Le pouvoir des fables

Livre VIII fable 4 - publié en 1678

Le pouvoir des fablesLe 8 juin 2021, l’Institut de France célébrait le 400e anniversaire de la naissance de La Fontaine.
Le chancelier de l’Institut, dans son discours d’ouverture évoqua la fable :
Le pouvoir des fables qui est à part dans le recueil de 1678 et qui symbolise bien le fabuliste populaire, universel et consensuel ancré dans la culture commune à tous les Français et dans la littérature mondiale.
Lorsque La Fontaine termine sa fable par :

Le monde est vieux, dit-on : je le crois ; cependant,
Il le faut amuser encor comme un enfant,

La Fontaine pensait à l’enfant qui subsiste, ...et qui écoute, en chacun de nous-autres les adultes.

Le pouvoir des fables est la quatrième fable du livre VIII publié en 1678.
Elle est dédiée à M. De Barillon, ambassadeur de France en Angleterre auprès du roi d'Angleterre Charles II, que Jean de La Fontaine a rencontré à Paris. M. De Barillon se devait de convaincre le roi d'Angleterre Charles II de ne pas se joindre à la triple alliance (l'Espagne, l'Autriche et la Hollande) contre la France.

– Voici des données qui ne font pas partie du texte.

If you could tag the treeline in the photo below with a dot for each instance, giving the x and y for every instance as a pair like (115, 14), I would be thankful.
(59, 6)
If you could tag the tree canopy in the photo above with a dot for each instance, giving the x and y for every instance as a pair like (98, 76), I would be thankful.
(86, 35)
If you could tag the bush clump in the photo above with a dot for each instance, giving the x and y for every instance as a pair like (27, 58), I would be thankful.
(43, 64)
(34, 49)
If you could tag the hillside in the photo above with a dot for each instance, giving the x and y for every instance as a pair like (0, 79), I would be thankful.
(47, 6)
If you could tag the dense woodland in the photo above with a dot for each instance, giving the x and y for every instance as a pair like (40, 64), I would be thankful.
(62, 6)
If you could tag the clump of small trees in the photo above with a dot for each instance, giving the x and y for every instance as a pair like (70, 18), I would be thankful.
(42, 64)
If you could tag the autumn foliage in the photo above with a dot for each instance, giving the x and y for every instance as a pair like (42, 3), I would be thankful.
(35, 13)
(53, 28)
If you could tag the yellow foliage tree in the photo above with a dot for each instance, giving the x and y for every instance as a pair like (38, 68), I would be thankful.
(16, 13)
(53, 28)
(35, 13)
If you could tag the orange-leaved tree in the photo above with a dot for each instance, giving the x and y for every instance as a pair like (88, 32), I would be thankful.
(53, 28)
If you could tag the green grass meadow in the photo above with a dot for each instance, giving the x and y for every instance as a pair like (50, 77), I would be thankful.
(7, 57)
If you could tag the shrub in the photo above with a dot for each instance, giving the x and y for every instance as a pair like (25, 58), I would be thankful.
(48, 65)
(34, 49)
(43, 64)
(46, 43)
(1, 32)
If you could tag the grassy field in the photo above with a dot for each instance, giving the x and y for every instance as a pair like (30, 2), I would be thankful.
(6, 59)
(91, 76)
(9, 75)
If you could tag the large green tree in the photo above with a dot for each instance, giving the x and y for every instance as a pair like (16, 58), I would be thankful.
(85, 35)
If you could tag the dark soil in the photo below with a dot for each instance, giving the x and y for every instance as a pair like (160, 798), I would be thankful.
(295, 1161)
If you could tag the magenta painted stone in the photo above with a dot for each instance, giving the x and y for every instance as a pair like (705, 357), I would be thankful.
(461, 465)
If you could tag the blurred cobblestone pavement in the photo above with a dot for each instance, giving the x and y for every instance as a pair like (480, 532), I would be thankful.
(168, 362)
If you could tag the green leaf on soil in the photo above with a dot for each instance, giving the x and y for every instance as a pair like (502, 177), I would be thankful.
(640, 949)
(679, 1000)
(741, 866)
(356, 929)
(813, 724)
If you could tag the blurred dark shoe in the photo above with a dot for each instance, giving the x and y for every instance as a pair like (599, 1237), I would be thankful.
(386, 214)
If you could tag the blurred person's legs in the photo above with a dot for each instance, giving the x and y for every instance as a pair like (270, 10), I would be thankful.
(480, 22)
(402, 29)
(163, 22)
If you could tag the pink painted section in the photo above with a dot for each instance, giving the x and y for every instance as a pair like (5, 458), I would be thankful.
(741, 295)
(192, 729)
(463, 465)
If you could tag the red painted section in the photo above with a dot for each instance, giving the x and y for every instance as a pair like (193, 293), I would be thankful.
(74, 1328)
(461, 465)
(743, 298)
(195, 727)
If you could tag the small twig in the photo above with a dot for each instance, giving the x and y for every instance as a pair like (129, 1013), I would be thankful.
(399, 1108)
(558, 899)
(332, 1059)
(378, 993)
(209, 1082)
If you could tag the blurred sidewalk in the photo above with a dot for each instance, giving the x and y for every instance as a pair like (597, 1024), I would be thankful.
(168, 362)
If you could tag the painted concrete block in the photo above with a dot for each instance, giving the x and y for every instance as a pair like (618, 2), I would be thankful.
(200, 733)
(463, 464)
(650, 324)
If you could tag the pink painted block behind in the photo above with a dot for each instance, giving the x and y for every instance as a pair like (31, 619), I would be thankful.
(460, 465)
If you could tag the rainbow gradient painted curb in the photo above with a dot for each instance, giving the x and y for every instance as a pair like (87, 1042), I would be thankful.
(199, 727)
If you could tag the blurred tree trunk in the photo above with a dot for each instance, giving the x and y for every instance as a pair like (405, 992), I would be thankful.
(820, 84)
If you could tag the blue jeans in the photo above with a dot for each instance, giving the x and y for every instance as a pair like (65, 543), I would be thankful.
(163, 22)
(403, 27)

La Fontaine le convainquit d'utiliser les artifices de la Fable plutôt que la rhétorique. L'Angleterre resta l'alliée de la France.

La fable deuxième partie

Dans Athènes autrefois, peuple vain et léger,
Un orateur, voyant sa patrie en danger,
Courut à la tribune ; et d'un art tyrannique,
Voulant forcer les cœurs dans une république,
Il parla fortement sur le commun salut. 
On ne l'écoutait pas. L'orateur recourut 
A ces figures violentes 
Qui savent exciter les âmes les plus lentes : 
Il fit parler les morts, tonna, dit ce qu'il put.
Le vent emporta tout, personne ne s'émut ;
L'animal aux têtes frivoles,
Étant fait à ces traits, ne daignait l'écouter ;
Tous regardaient ailleurs ; il en vit s'arrêter
A des combats d'enfants et point à ses paroles.
Que fit le harangueur ? Il prit un autre tour.
« Céres, commença-t-il, faisait voyage un jour
Avec l'anguille et l'hirondelle ;
Un fleuve les arrête, et l'anguille en nageant, 
Comme l'hirondelle en volant, 
Le traversa bientôt. » L'assemblée à l'instant 
Cria tout d'une voix : « Et Céres, que fit-elle ? 
Ce qu'elle fit ? Un prompt courroux 
L'anima d'abord contre vous. 
Quoi ? de contes d'enfants son peuple s'embarrasse ! 
Et du péril qui la menace

Lui seul entre les Grecs il néglige l'effet ! 
Que ne demandez-vous ce que Philippe fait ? » 
A ce reproche l'assemblée, 
Par l'apologue réveillée, 
Se donne entière à l'orateur : 
Un trait de fable en eut l'honneur. 
Nous sommes tous d'Athènes en ce point, et moi-même, 
Au moment que je fais cette moralité, 
Si Peau d'Âne m'était conté, 
J'y prendrais un plaisir extrême. 

Le monde est vieux, dit-on : je le crois ; cependant 
Il le faut amuser encor comme un enfant. 
  

25 septembre 2021

Précisions

C’est dans la deuxième partie de la fable (à partir de "Dans Athènes autrefois"), que La Fontaine veut montrer le pouvoir de la fable pour convaincre.
Il montre ainsi un orateur ayant dans un premier temps recours à un discours rhétorique sans succès, puis qui parvient à capter l'attention de son auditoire grâce une fable simple.
Cette fable est donc une fable dans la fable, un apologue dans l'apologue.
La Fontaine démontre le pouvoir de cet art et revendique son amour pour les fables.
Le Fabuliste montre ici que ce qu'il fait dans ses fables, est le meilleur moyen d'instruire : pour instruire, il faut avant tout divertir.

Peau d’Âne était un conte populaire à l’époque de La Fontaine. Le conte que Perrault reprit en vers, ne sera édité qu’en 1691.